You are viewing a plain text version of this content. The canonical link for it is here.
Posted to dev@nutch.apache.org by JoostRuiter <jo...@adnexus-recruitment.nl> on 2007/04/23 16:31:57 UTC

Perfomance problems and segmenting

Hi All,

First off, I'm quite the noob when it comes to Nutch, so don't bash me if
the following is an enormously stupid question.

We're using Nutch on a P4 Duo Core system (800mhz fsb) with 4gig RAM and a
500gig SATA (3gig/sec) HD. We indexed 350 000 pages into 1 segment of 15gig.


Performance is really poor, if we do get search results it will take
multiple minutes. When the query is longer we are getting the following:

"java.lang.OutOfMemoryError: Java heap memory"

What we have tried to improve on this:
- Slice the segments into smaller chuncks (max: 50000 url/per seg)
- Set io.map.index.skip to 8
- Set indexer.termIndexInterval to 1024
- Cluster with Hadoop (4 nodes to search)

Any ideas? Missing information? Please let me know, this is my graduation
internship and I would really like to get a good grade ;)
-- 
View this message in context: http://www.nabble.com/Perfomance-problems-and-segmenting-tf3631982.html#a10141310
Sent from the Nutch - Dev mailing list archive at Nabble.com.


Re: Perfomance problems and segmenting

Posted by JoostRuiter <jo...@adnexus-recruitment.nl>.
Dear Briggs,

Currently we allocated 1gig for JVM and Resin/Tomcat.

Greetings, 

Joost


Briggs wrote:
> 
> How much memory are you currently allocating to the search servers?
> 
> 
> 
> On 4/23/07, JoostRuiter <jo...@adnexus-recruitment.nl> wrote:
>>
>> Hi All,
>>
>> First off, I'm quite the noob when it comes to Nutch, so don't bash me if
>> the following is an enormously stupid question.
>>
>> We're using Nutch on a P4 Duo Core system (800mhz fsb) with 4gig RAM and
>> a
>> 500gig SATA (3gig/sec) HD. We indexed 350 000 pages into 1 segment of
>> 15gig.
>>
>>
>> Performance is really poor, if we do get search results it will take
>> multiple minutes.
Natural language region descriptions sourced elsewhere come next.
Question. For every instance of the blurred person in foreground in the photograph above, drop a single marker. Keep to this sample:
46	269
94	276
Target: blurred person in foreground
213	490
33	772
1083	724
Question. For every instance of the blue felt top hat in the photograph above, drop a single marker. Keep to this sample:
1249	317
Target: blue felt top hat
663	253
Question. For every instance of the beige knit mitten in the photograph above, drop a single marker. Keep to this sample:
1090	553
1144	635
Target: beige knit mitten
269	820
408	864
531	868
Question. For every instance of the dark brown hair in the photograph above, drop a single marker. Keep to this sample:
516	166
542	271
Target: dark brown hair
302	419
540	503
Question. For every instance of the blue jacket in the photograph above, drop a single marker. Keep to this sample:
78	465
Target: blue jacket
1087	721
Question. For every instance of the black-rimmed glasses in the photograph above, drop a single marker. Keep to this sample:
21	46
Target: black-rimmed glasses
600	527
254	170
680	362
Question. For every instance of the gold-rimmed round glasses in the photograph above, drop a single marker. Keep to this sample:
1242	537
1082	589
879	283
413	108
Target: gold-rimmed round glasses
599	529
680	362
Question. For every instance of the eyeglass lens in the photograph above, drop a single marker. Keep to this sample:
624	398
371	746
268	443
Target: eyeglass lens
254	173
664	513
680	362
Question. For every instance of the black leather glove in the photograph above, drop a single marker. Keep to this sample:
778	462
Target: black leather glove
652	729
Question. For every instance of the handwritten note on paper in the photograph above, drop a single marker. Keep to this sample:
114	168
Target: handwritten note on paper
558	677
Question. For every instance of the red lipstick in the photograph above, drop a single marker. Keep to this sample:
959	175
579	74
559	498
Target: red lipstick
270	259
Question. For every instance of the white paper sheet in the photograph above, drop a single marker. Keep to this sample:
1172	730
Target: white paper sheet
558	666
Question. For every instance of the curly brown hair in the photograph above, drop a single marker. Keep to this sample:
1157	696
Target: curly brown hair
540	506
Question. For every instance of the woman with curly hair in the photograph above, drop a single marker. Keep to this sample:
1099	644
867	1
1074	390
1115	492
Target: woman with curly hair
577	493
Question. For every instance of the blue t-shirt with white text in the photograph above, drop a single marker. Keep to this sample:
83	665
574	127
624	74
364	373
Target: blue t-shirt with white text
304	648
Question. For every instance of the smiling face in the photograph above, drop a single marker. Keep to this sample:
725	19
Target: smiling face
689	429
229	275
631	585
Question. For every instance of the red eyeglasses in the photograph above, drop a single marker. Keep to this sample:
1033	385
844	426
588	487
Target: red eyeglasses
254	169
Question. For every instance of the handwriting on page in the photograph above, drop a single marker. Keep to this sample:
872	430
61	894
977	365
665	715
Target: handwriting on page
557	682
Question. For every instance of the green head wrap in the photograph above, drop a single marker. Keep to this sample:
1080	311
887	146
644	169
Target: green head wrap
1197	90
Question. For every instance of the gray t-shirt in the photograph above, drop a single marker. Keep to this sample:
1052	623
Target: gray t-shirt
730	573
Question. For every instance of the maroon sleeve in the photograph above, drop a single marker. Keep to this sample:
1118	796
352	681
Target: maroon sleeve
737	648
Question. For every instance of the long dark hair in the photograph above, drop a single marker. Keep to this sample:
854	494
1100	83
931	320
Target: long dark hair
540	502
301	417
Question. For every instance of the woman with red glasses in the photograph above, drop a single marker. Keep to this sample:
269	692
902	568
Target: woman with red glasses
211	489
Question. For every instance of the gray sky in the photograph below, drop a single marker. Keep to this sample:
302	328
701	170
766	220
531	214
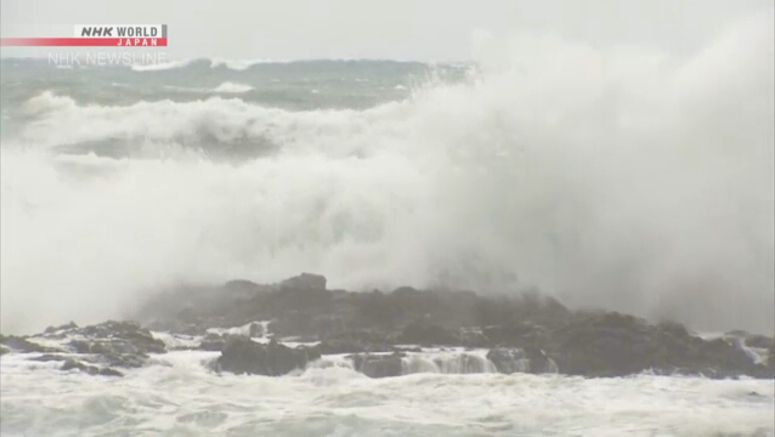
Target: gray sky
438	30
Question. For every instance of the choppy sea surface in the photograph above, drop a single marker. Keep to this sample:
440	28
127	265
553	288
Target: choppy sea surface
179	395
119	180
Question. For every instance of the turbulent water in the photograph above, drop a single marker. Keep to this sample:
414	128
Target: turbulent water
178	395
630	180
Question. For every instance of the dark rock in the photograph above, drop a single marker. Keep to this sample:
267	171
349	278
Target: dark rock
214	342
242	355
122	344
21	344
428	334
529	360
378	366
51	330
613	344
516	334
305	281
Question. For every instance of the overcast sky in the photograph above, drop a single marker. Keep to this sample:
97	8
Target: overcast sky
439	30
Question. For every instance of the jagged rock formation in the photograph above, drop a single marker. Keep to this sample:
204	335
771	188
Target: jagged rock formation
242	355
524	333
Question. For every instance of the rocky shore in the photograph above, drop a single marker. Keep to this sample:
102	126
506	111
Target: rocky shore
284	328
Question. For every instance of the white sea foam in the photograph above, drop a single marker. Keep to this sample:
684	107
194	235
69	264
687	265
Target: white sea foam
232	88
630	180
180	396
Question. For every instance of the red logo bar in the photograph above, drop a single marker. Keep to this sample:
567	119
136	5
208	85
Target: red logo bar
84	42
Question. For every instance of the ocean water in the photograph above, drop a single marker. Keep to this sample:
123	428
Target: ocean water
178	395
628	180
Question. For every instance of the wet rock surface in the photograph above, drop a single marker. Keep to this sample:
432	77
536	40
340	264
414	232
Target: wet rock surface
522	333
94	349
243	355
378	366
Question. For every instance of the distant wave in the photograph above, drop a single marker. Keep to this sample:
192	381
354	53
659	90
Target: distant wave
232	88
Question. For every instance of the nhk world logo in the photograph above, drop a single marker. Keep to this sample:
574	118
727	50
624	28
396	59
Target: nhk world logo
101	35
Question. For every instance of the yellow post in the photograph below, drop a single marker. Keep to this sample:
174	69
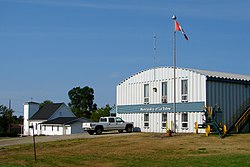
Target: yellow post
196	127
207	130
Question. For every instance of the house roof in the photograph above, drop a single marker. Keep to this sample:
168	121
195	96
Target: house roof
46	111
66	120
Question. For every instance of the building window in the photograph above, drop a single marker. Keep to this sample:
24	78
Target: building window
146	93
111	120
184	120
164	92
184	91
164	120
146	120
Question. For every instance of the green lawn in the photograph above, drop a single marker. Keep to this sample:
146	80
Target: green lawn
142	149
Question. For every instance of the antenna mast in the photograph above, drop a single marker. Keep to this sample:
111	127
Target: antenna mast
154	45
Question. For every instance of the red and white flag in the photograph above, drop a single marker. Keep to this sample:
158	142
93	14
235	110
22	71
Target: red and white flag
178	28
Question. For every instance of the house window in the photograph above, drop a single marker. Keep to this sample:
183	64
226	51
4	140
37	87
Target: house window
184	120
164	120
146	120
184	91
146	93
164	92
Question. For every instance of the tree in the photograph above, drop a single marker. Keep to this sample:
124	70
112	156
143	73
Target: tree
5	118
45	102
101	112
82	101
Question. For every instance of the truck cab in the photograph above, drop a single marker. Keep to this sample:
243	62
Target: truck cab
107	124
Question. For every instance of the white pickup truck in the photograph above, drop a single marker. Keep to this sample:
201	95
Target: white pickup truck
107	124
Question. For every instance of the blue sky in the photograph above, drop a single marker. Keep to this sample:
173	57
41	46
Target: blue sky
48	47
When the query is longer we are getting the following:
>>
>> "java.lang.OutOfMemoryError: Java heap memory"
>>
>> What we have tried to improve on this:
>> - Slice the segments into smaller chuncks (max: 50000 url/per seg)
>> - Set io.map.index.skip to 8
>> - Set indexer.termIndexInterval to 1024
>> - Cluster with Hadoop (4 nodes to search)
>>
>> Any ideas? Missing information? Please let me know, this is my graduation
>> internship and I would really like to get a good grade ;)
>> --
>> View this message in context:
>> http://www.nabble.com/Perfomance-problems-and-segmenting-tf3631982.html#a10141310
>> Sent from the Nutch - Dev mailing list archive at Nabble.com.
>>
>>
> 
> 
> -- 
> "Conscious decisions by concious minds are what make reality real"
> 
> 

-- 
View this message in context: http://www.nabble.com/Perfomance-problems-and-segmenting-tf3631982.html#a10141752
Sent from the Nutch - Dev mailing list archive at Nabble.com.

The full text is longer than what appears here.